En el marco del programa [email protected], el gobierno incorporó en la agenda la adquisición de una supercomputadora para que estuviera a disposición de la ciencia y la tecnología. Así fue que finalmente se compró, a través de la sustitución de las multas, una supercomputadora Sillicon Graph que llegó a Argentina en 1999. Era la segunda supercomputadora que tenía nuestro país y sus usuarios gratuitos serían los más de 20.000 investigadores de la comunidad nacional, con 40 procesadores que funcionaban en paralelo. Este equipo era de los más modernos del mundo. Era tan moderna la supercomputadora, que la empresa Sillicon Graph y el gobierno argentino debieron pedir al Departamento de Defensa de Estados Unidos una autorización especial dada la capacidad extraordinaria del equipo, que podía tener usos bélicos. A la llegada de la supercomputadora, que luego fue bautizada como Clementina 2, el equipo disponible en Ciencia y Técnica ya estaba colapsado. A ese momento, para acceder al supercómputo los investigadores argentinos debían pagar en el extranjero por su utilización. Los usos eran muy amplios: estudios hidrográficos, simulación para centrales nucleares, aviones, prevención de desastres naturales, diseños de avanzada, etc. Fue un gran aporte a la investigación argentina.

Argentina, país tricontinental

El boom de Internet y su masificación generaron un gran ecosistema para el nacimiento de nuevas empresas tecnológicas que irrumpieron en el mercado.

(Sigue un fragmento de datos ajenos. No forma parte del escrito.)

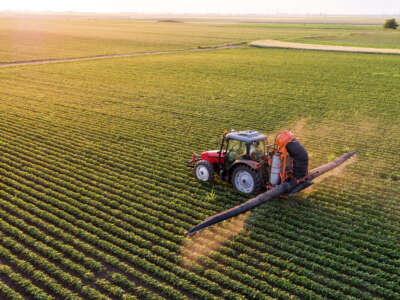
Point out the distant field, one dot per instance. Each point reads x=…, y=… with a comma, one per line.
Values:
x=33, y=38
x=95, y=195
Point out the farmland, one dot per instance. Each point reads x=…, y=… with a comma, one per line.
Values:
x=95, y=196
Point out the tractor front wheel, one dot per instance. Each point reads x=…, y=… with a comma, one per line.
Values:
x=204, y=171
x=246, y=180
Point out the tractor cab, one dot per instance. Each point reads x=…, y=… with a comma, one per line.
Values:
x=238, y=160
x=249, y=145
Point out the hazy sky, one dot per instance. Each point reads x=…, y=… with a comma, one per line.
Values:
x=210, y=6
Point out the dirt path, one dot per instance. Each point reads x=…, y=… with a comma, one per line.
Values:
x=64, y=60
x=289, y=45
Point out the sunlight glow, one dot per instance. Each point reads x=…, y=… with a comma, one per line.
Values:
x=371, y=7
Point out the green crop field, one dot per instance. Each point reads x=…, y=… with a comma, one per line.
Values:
x=95, y=196
x=33, y=38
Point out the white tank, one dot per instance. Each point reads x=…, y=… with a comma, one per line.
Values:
x=276, y=167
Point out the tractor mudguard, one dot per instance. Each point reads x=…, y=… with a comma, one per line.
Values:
x=251, y=164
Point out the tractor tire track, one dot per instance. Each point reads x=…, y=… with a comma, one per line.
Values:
x=73, y=59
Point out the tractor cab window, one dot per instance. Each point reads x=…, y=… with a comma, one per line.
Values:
x=236, y=150
x=257, y=150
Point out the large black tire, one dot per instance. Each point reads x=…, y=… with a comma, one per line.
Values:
x=246, y=180
x=204, y=171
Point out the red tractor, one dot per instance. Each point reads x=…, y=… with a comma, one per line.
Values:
x=245, y=159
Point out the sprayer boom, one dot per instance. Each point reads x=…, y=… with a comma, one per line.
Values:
x=276, y=191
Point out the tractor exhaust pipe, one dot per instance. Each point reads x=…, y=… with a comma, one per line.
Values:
x=270, y=194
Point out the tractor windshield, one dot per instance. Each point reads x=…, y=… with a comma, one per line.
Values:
x=236, y=150
x=257, y=150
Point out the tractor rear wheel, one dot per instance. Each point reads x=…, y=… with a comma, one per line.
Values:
x=204, y=171
x=246, y=180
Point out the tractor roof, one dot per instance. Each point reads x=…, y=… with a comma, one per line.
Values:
x=246, y=136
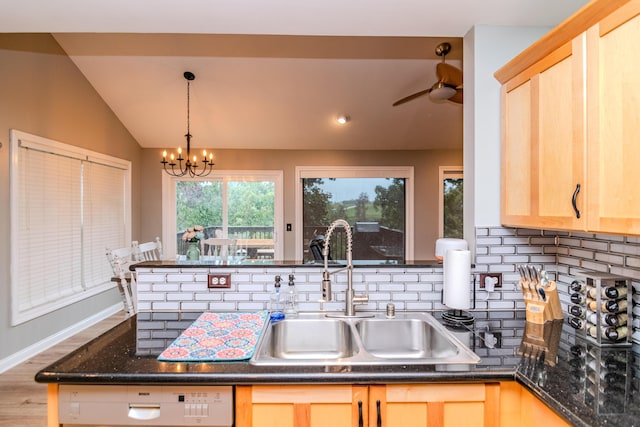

El primer "unicornio" argentino nació en Buenos Aires, se llamaba Elsitio.com (1997) y llegó a estar valuado en 1.600 millones de dólares en la bolsa de NY. Si bien fue una mirada de anticipación la de sus creadores, aun el ancho de banda disponible no era suficiente para el uso de Internet con fines de entretenimiento. La empresa Patagon.com, que fue la primera plataforma de información financiera argentina, tuvo un impactante crecimiento, al igual que Deremate.com, Mercado Libre y otras decenas de nuevas empresas puntocom, que se desarrollaron en un tiempo en que Argentina tenía gran apertura comercial, estabilidad económica y un entorno favorable a los negocios.

Siguiendo la lógica de Attali, si efectivamente Internet es un "Séptimo Continente", Menem convirtió a la Argentina en un país "tricontinental".

Pocos líderes del mundo se pusieron al frente de sus países para sumarlos a la revolución tecnológica de la informática, de Internet y del ecommerce.

Bill Clinton, Al Gore, Shimon Peres con su pasión por el desarrollo de las "startups" israelíes, y Carlos Menem, integraron esa "lista corta" de líderes mundiales impulsores del desarrollo de Internet y la revolución tecnológica.